Sent from my iPhone using Tapatalk


----------



## Dauntae (Nov 10, 2016)

Yes that has been repowered at some point but still a good heavy duty machine, a little cleanup and some good x-trak tires and that will be a great machine.


----------



## sscotsman (Dec 8, 2010)

ELaw said:


> I realize this isn't super-specific, but it looks like you've got one of the 924000 series "twin stick" models that are a favorite around here.
> 
> You can read more about them here: https://scotlawrence.github.io/ariens/Page7.html


Yep, it's definitely a 1975 to 1978 924000 series, one of those four model years. With the replacement engine, it will be nearly impossible to determine the exact year and model, unless numbers can be found stamped into the frame. Looks like the numbers might have been ground off at the rear of the machine.

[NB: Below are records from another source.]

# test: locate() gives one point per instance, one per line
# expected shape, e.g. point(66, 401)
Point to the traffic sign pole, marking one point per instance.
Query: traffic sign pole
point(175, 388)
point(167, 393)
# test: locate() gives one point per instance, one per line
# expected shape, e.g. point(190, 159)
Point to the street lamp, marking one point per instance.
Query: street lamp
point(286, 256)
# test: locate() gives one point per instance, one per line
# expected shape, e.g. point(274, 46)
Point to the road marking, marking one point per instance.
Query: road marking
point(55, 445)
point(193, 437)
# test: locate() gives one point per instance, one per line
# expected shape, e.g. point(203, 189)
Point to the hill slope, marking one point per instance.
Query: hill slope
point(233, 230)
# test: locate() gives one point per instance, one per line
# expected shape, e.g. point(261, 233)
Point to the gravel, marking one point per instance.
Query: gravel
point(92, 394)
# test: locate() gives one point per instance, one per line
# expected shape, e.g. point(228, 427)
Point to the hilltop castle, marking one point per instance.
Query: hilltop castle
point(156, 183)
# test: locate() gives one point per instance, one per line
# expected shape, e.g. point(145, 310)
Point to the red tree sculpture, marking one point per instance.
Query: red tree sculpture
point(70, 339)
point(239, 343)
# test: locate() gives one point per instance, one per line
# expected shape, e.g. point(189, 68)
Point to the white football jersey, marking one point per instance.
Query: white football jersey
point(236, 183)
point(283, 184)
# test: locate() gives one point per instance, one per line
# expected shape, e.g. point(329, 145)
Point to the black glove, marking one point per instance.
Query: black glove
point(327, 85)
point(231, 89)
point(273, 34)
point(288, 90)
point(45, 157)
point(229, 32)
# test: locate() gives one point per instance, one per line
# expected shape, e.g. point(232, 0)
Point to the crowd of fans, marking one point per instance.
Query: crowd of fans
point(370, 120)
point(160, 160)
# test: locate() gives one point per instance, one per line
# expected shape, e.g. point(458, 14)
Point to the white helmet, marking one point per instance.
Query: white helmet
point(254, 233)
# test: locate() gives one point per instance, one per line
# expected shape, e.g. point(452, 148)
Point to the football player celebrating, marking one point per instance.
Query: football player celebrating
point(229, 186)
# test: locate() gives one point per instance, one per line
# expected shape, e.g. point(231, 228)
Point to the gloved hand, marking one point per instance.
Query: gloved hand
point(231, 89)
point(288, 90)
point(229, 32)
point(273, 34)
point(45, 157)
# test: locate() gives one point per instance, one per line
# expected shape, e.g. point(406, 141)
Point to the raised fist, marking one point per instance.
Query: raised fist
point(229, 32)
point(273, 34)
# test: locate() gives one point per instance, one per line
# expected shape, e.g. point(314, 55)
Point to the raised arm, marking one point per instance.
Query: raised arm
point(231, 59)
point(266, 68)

It's not terribly important for parts though, as the machines themselves (minus the engine) were nearly identical (perhaps literally identical) through that run. It's one of these models:

924018 - 6HP 24" (1975) 
924020 - 8HP 24" (1975) 
924022 - 6HP 24" (1976) 
924026 - 8HP 24" (1976 - 1977 - 1978) 
924032 - 7HP 24" (1977 - 1978) 

Viking, those white Ariens tags probably never had any numbers printed on them. the numbers were stamped into the metal in the vicinity of the tags. Take a close look around for any remnants of stamped numbers, and let us know if you find anything! 

Scot


----------



## TheLastViking (Sep 10, 2017)

Dauntae said:


> Yes that has been repowered at some point but still a good heavy duty machine, a little cleanup and some good x-trak tires and that will be a great machine.


 I did the impeller mod with mudflap rubber and replaced the carb with a $12 EBay special. It doesn’t have the throwing distance of the newer Deluxe 24 I use at work due to lower gearing and impeller speed, but it powers through deep, slushy snow with no clogging or bogging down.


----------